C API PyObject_Call segfaults with string
MRAB
python at mrabarnett.plus.com
Thu Feb 10 15:43:10 EST 2022
On 2022-02-10 20:00, Jen Kris via Python-list wrote:
> With the help of PyErr_Print() I have it solved. Here is the final code (the part relevant to sents):
>
> Py_ssize_t listIndex = 0;
> pListItem = PyList_GetItem(pFileIds, listIndex);
> pListStrE = PyUnicode_AsEncodedString(pListItem, "UTF-8", "strict");
> pListStr = PyBytes_AS_STRING(pListStrE); // Borrowed pointer
>
> // Then: sentences = gutenberg.sents(fileid) - this is a sequence item
> PyObject *c_args = Py_BuildValue("s", pListStr);
> PyObject *args_tuple = PyTuple_New(1);
> PyTuple_SetItem(args_tuple, 0, c_args);
>
> pSents = PyObject_CallObject(pSentMod, args_tuple);
>
> if ( pSents == 0x0){
> PyErr_Print();
> return return_value; }
>
> As you mentioned yesterday, CallObject needs a tuple, so that was the problem.
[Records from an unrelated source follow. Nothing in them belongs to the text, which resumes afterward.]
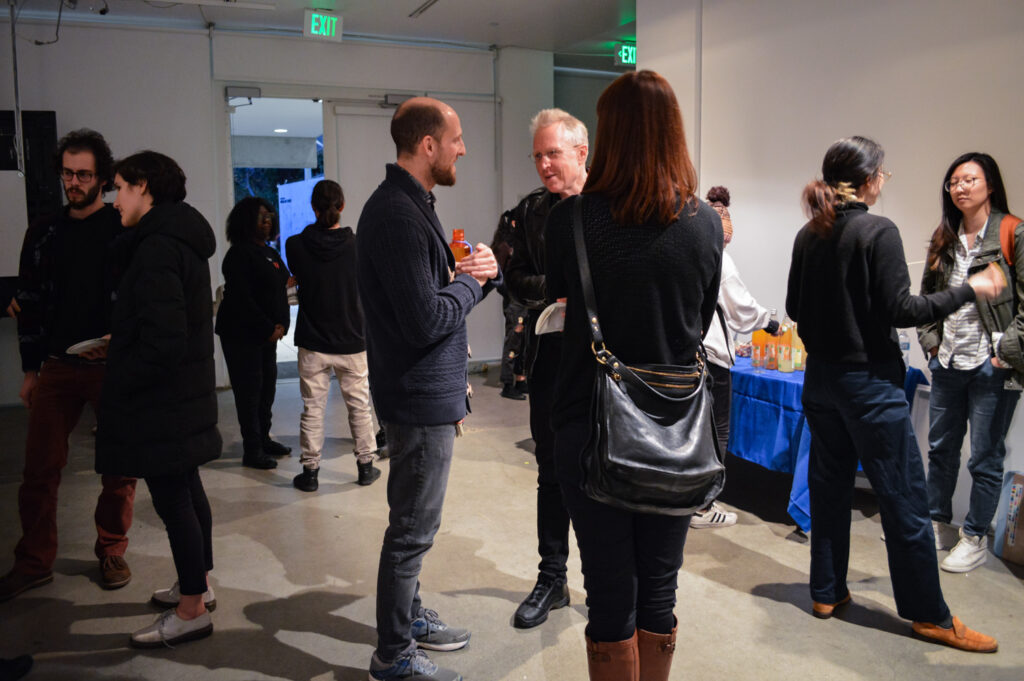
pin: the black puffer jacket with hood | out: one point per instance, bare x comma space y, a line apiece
330, 313
158, 411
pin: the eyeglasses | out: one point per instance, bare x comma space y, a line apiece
84, 176
553, 155
967, 182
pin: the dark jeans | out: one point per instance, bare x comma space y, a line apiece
60, 394
552, 517
721, 392
859, 411
421, 458
252, 369
181, 504
974, 395
630, 560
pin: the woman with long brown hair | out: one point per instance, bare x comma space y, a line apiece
849, 287
655, 256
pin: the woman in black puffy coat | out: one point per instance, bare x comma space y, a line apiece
253, 316
158, 410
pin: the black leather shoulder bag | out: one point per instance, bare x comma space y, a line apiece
652, 447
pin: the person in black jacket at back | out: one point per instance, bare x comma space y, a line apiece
329, 334
158, 409
252, 317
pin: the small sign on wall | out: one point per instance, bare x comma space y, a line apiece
322, 25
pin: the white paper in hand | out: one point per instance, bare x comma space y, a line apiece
552, 318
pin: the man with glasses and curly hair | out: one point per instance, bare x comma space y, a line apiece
64, 298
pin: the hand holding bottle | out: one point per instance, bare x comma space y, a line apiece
988, 283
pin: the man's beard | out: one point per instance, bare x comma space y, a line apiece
443, 176
87, 201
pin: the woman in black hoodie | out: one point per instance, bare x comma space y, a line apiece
252, 317
158, 410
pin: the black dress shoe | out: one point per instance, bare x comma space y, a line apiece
306, 480
546, 596
368, 473
259, 460
275, 449
510, 392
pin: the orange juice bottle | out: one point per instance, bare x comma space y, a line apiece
460, 248
799, 353
785, 360
758, 348
771, 349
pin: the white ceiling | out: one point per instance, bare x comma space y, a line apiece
559, 26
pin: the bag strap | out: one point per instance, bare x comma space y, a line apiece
603, 355
1007, 227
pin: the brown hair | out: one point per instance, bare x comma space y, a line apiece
640, 159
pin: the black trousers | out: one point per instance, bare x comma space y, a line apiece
552, 516
253, 372
181, 504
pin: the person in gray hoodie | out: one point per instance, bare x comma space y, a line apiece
329, 333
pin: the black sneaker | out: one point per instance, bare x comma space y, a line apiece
259, 460
306, 480
432, 634
368, 473
509, 391
275, 449
547, 595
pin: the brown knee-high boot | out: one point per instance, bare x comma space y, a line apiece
613, 662
655, 652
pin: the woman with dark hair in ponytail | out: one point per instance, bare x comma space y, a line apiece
848, 288
253, 316
974, 352
329, 334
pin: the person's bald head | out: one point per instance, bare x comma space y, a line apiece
416, 119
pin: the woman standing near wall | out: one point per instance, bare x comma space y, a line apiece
252, 317
655, 255
158, 411
848, 287
974, 352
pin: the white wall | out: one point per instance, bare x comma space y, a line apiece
163, 89
780, 81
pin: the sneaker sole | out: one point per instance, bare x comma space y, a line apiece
442, 647
183, 638
165, 604
41, 582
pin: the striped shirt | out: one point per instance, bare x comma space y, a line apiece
965, 343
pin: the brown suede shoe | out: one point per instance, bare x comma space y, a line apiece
958, 636
115, 572
825, 610
14, 583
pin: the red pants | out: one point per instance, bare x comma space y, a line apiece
60, 395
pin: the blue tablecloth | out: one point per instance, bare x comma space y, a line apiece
767, 426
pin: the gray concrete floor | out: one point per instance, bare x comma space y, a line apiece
295, 576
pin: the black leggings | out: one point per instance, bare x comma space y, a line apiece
181, 504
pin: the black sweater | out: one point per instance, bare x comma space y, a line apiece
848, 291
255, 294
656, 287
330, 314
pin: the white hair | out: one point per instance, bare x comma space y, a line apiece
576, 131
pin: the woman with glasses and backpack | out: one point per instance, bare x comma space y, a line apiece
976, 354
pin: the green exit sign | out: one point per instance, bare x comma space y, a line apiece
626, 54
322, 25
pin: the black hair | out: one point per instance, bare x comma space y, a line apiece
945, 233
243, 221
85, 139
164, 178
848, 164
328, 201
413, 122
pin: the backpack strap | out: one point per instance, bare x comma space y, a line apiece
1007, 227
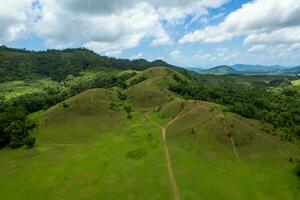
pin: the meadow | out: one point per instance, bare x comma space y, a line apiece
89, 149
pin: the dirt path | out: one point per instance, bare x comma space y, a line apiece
228, 134
172, 178
168, 159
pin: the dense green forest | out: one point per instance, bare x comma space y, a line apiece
270, 99
16, 64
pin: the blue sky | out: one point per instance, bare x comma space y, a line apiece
187, 33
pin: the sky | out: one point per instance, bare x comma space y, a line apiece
186, 33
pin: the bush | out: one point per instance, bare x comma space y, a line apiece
65, 105
30, 141
129, 116
298, 169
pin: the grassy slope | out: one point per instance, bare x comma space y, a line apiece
88, 151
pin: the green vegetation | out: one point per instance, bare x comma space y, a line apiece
121, 133
272, 100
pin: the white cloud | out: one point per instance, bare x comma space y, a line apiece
16, 19
257, 48
260, 20
105, 26
175, 54
137, 56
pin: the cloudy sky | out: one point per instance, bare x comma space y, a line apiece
188, 33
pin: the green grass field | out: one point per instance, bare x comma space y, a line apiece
296, 83
90, 151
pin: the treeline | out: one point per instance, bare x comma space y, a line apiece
277, 106
16, 128
20, 64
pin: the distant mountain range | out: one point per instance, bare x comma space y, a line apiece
248, 69
220, 70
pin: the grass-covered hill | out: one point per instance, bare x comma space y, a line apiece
144, 141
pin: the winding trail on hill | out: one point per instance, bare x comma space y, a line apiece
164, 129
228, 134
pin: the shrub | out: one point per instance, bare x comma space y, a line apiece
129, 116
30, 141
298, 169
65, 105
136, 154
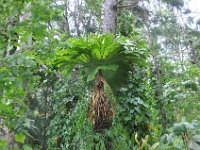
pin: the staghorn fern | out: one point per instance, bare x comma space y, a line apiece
114, 56
104, 58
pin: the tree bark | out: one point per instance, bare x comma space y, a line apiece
66, 20
110, 14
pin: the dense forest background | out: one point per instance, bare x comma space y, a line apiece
99, 75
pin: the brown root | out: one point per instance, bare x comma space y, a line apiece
99, 109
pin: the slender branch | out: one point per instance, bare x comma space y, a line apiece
128, 5
119, 2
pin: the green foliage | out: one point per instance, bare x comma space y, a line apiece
20, 138
113, 56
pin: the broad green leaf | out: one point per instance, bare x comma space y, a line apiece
94, 71
20, 138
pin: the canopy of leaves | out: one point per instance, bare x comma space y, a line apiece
102, 52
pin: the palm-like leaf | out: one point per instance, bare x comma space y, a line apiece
102, 56
103, 52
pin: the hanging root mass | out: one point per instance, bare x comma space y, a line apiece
99, 109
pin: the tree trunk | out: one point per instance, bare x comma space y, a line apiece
66, 20
110, 14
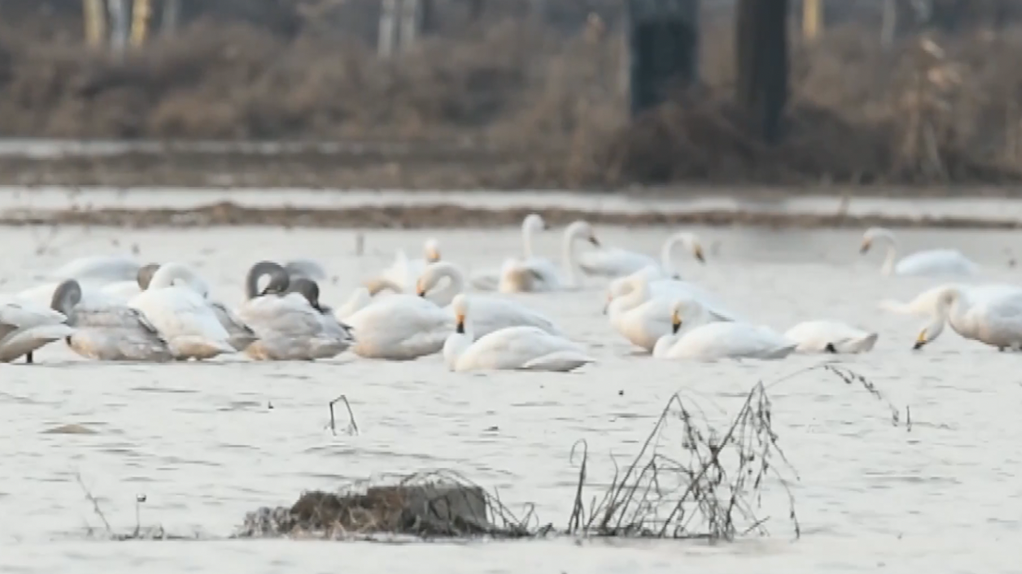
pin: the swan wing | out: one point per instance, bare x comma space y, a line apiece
98, 268
492, 314
185, 319
613, 261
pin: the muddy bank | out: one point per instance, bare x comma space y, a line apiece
514, 102
446, 216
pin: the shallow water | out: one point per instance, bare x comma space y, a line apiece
203, 444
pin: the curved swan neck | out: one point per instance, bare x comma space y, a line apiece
456, 281
526, 238
65, 296
260, 270
374, 286
571, 234
170, 274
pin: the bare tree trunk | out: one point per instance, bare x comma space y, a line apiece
762, 64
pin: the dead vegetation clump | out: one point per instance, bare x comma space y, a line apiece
689, 480
546, 102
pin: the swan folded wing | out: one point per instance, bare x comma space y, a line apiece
613, 261
515, 346
1001, 319
26, 314
494, 313
179, 312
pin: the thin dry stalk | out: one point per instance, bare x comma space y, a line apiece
710, 485
353, 426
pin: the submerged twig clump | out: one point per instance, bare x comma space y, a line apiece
700, 489
427, 505
697, 483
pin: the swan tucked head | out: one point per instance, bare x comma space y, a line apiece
144, 275
431, 275
308, 289
178, 275
583, 230
460, 306
690, 241
677, 312
279, 281
432, 250
65, 296
873, 234
533, 222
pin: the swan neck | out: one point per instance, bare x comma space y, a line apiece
667, 255
526, 241
456, 283
568, 252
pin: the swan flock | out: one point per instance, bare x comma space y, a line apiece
119, 309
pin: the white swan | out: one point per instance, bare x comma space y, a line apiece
711, 341
490, 313
992, 317
181, 315
404, 272
512, 348
924, 303
831, 336
288, 320
240, 334
108, 332
619, 262
400, 327
307, 269
26, 327
930, 261
490, 280
644, 320
540, 274
359, 298
93, 293
665, 289
98, 269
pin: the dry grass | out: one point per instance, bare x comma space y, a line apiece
549, 102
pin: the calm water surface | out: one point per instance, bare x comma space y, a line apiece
203, 444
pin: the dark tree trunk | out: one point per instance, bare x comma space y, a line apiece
761, 34
663, 41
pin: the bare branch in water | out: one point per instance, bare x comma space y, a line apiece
353, 427
95, 504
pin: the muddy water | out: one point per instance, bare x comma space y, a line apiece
205, 443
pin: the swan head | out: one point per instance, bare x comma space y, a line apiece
430, 276
65, 296
144, 275
872, 235
677, 308
460, 306
583, 230
308, 289
432, 250
279, 281
175, 274
533, 222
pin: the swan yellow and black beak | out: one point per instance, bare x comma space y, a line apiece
920, 341
676, 323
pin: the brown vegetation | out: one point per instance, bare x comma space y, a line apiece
537, 106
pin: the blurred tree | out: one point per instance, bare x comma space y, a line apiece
761, 34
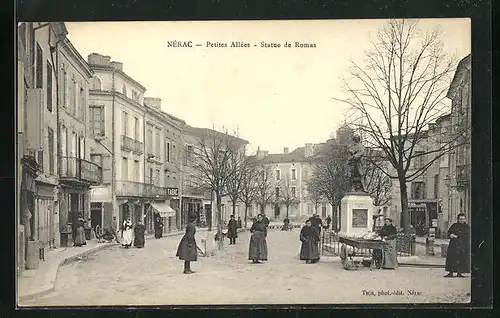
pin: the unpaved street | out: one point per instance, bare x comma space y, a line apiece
153, 276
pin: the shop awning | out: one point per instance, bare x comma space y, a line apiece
164, 209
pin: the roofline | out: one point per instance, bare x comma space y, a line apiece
81, 61
95, 67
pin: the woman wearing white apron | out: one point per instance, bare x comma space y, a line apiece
127, 233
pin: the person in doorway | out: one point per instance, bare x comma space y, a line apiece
80, 232
258, 245
309, 250
158, 227
286, 224
187, 250
127, 233
388, 233
232, 230
139, 231
328, 222
457, 256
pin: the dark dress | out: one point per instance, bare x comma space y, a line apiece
457, 257
389, 253
309, 250
187, 246
158, 227
258, 245
139, 235
232, 229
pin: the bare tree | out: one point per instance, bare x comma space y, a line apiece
212, 162
330, 177
394, 96
235, 182
287, 193
375, 181
249, 175
265, 187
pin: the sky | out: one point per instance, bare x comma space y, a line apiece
275, 97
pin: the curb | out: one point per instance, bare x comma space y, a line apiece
62, 262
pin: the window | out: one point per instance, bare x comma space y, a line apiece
51, 150
136, 128
137, 171
436, 186
96, 120
97, 159
82, 103
418, 160
418, 190
74, 91
150, 140
49, 87
96, 83
39, 66
124, 168
167, 150
158, 144
64, 88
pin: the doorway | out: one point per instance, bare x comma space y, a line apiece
96, 215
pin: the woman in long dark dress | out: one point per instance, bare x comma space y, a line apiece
309, 250
158, 227
186, 250
258, 245
139, 231
388, 233
80, 233
457, 256
232, 230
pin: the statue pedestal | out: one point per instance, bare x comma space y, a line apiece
357, 211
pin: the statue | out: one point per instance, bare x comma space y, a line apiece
356, 150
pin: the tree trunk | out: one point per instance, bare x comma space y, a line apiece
246, 215
220, 242
404, 205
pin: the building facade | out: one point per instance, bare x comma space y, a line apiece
460, 94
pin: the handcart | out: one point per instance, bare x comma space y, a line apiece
359, 246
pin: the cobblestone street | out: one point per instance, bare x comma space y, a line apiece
153, 276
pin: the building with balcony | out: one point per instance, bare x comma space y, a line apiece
291, 171
77, 173
460, 158
37, 130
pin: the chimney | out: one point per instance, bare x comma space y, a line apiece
117, 65
98, 59
308, 151
153, 102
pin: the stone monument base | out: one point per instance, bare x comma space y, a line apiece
357, 210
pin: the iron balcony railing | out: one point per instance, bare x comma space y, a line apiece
140, 190
130, 144
76, 169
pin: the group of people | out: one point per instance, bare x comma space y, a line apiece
132, 234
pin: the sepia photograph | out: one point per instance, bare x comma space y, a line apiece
243, 162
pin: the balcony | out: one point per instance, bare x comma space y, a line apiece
75, 170
133, 189
130, 144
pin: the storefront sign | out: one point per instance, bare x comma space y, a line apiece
173, 192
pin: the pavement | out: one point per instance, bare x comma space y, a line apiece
153, 276
37, 282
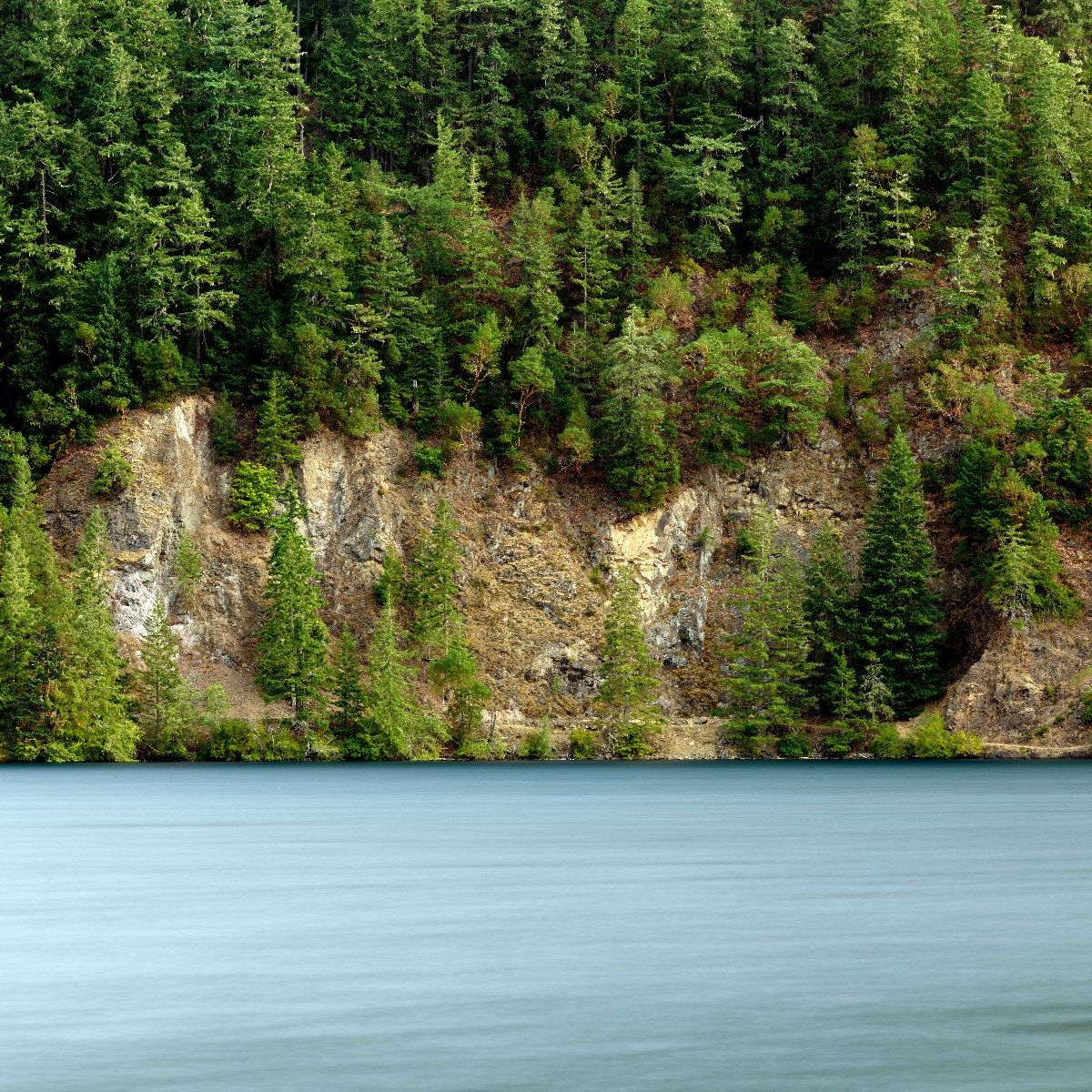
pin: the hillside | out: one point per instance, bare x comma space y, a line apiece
556, 359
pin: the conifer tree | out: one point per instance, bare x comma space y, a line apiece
631, 677
431, 588
92, 720
636, 438
393, 724
22, 698
277, 429
457, 675
828, 604
188, 566
347, 686
293, 642
898, 606
167, 713
767, 655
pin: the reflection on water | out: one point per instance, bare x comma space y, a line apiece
857, 927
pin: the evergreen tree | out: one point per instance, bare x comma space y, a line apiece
431, 589
188, 566
767, 655
828, 605
293, 642
347, 686
167, 713
631, 683
899, 610
394, 725
277, 430
636, 434
91, 714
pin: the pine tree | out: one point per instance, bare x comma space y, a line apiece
347, 686
22, 699
293, 642
876, 698
167, 713
767, 655
431, 589
92, 720
828, 604
457, 676
899, 609
636, 436
631, 678
277, 429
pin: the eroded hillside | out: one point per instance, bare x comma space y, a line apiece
538, 552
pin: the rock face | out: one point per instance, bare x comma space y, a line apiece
539, 554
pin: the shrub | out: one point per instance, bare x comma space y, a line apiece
115, 473
238, 741
842, 740
932, 740
538, 745
254, 496
795, 745
1087, 708
430, 460
887, 743
223, 430
583, 743
187, 566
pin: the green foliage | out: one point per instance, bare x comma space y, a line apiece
224, 430
91, 714
278, 429
583, 743
254, 496
538, 745
293, 642
114, 474
765, 658
167, 710
238, 741
629, 718
188, 567
430, 459
931, 738
430, 588
898, 605
887, 743
394, 724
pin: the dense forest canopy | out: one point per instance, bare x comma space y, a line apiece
636, 236
490, 216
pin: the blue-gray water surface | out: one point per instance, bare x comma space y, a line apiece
860, 927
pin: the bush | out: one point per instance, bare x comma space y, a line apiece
223, 430
538, 745
583, 743
1087, 708
238, 741
254, 496
430, 460
887, 743
637, 741
842, 740
795, 745
115, 473
932, 740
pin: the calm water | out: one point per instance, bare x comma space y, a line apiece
857, 927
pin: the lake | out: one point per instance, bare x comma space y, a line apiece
743, 926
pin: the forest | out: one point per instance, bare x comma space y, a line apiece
612, 238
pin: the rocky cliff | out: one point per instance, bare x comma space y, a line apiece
539, 551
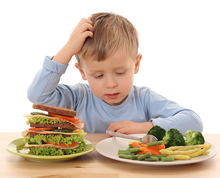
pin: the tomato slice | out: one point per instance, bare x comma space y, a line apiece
38, 129
73, 119
62, 144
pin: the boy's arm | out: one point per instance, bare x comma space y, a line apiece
83, 30
168, 114
162, 112
45, 89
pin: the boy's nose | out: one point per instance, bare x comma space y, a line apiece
111, 83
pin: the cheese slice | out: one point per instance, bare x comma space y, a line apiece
50, 145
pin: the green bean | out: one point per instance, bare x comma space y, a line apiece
160, 156
124, 152
152, 158
130, 146
143, 157
135, 149
134, 157
125, 156
168, 158
155, 143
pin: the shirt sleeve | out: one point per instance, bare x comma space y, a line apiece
169, 114
45, 89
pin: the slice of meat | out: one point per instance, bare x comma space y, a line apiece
60, 125
55, 109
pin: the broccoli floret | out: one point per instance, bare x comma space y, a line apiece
158, 132
173, 137
193, 138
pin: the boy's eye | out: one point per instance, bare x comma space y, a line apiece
98, 76
120, 73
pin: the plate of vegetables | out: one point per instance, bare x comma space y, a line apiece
173, 148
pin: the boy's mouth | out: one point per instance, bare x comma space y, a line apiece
112, 96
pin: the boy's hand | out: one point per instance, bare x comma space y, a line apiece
83, 30
128, 127
77, 38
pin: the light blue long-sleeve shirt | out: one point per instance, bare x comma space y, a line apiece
141, 105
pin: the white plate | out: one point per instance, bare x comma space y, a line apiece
110, 146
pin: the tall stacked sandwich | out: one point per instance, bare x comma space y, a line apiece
58, 132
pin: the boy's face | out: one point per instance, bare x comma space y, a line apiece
112, 79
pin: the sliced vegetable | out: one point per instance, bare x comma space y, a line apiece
38, 129
153, 152
135, 144
39, 113
168, 158
62, 130
62, 144
73, 119
143, 157
152, 158
154, 143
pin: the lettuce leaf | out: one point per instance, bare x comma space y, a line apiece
54, 139
44, 120
50, 151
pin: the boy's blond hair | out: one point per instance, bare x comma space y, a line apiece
111, 32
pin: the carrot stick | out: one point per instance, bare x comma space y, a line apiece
153, 151
135, 144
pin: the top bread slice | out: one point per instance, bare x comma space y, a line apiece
55, 110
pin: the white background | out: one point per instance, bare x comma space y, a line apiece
179, 41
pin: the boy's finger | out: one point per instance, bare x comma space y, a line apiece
86, 27
84, 20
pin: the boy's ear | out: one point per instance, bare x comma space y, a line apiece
81, 71
137, 63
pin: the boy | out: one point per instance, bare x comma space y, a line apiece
106, 49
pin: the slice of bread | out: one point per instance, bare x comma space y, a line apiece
55, 110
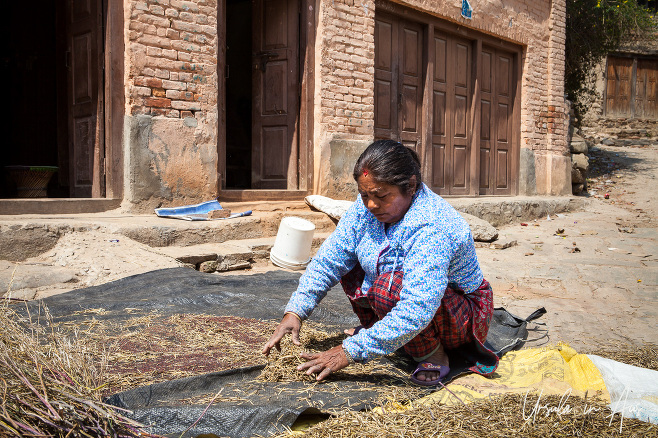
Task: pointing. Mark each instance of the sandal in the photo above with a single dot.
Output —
(428, 366)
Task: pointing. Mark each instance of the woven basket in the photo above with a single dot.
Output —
(31, 181)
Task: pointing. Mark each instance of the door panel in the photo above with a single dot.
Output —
(645, 95)
(85, 108)
(450, 134)
(496, 115)
(402, 55)
(411, 83)
(275, 94)
(398, 80)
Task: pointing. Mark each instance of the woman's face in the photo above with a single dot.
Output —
(386, 202)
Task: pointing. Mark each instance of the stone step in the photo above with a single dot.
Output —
(230, 255)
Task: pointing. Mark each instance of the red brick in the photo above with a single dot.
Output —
(148, 82)
(158, 102)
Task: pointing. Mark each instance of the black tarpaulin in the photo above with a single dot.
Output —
(250, 407)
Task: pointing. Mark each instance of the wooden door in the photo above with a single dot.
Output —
(496, 111)
(85, 103)
(618, 86)
(398, 80)
(451, 139)
(275, 58)
(645, 89)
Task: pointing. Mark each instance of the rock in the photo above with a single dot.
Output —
(577, 176)
(333, 207)
(578, 145)
(208, 267)
(577, 189)
(580, 161)
(33, 275)
(482, 230)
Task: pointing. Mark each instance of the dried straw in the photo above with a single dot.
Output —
(645, 356)
(49, 385)
(515, 415)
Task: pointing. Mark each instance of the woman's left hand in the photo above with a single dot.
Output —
(324, 363)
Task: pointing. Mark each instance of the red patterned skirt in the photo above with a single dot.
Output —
(461, 323)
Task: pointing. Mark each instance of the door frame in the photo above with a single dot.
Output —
(108, 179)
(477, 38)
(307, 34)
(114, 90)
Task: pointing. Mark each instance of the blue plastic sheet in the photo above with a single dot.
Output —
(196, 212)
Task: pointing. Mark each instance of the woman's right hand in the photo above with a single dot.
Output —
(289, 324)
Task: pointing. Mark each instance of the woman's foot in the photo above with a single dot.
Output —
(353, 331)
(438, 358)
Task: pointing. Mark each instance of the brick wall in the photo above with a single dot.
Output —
(172, 49)
(347, 67)
(171, 102)
(346, 63)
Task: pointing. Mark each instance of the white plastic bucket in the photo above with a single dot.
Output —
(292, 246)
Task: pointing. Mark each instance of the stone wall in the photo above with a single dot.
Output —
(171, 104)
Now it works.
>
> You also asked why I don't just use pListStrE. I tried that and got a long error message from PyErr_Print. I'm not far enough along in my C_API work to understand why, but it doesn't work.
>
> Thanks very much for your help on this.
>
You're encoding a Unicode string to a UTF-8 bytestring:
pListStrE = PyUnicode_AsEncodedString(pListItem, "UTF-8", "strict");
then pointing to the bytes of that UTF-8 bytestring:
pListStr = PyBytes_AS_STRING(pListStrE); // Borrowed pointer
then making a Unicode string from those UTF-8 bytes:
PyObject *c_args = Py_BuildValue("s", pListStr);
You might was well just use the original Unicode string!
Try this instead:
Py_ssize_t listIndex = 0;
pListItem = PyList_GetItem(pFileIds, listIndex);
//> pListItem?
pSents = PyObject_CallFunctionObjArgs(pSentMod, pListItem, 0);
//> pSents+?
if (pSents == 0x0){
PyErr_Print();
return return_value;
}
>
>
> Feb 9, 2022, 17:40 by songofacandy at gmail.com:
>
>> On Thu, Feb 10, 2022 at 10:37 AM Jen Kris <jenkris at tutanota.com> wrote:
>>
>>>
>>> I'm using Python 3.8 so I tried your second choice:
>>>
>>> pSents = PyObject_CallFunctionObjArgs(pSentMod, pListItem);
>>>
>>> but pSents is 0x0. pSentMod and pListItem are valid pointers.
>>>
>>
>> It means exception happened.
>> If you are writing Python/C function, return NULL (e.g. `if (pSents ==
>> NULL) return NULL`)
>> Then Python show the exception and traceback for you.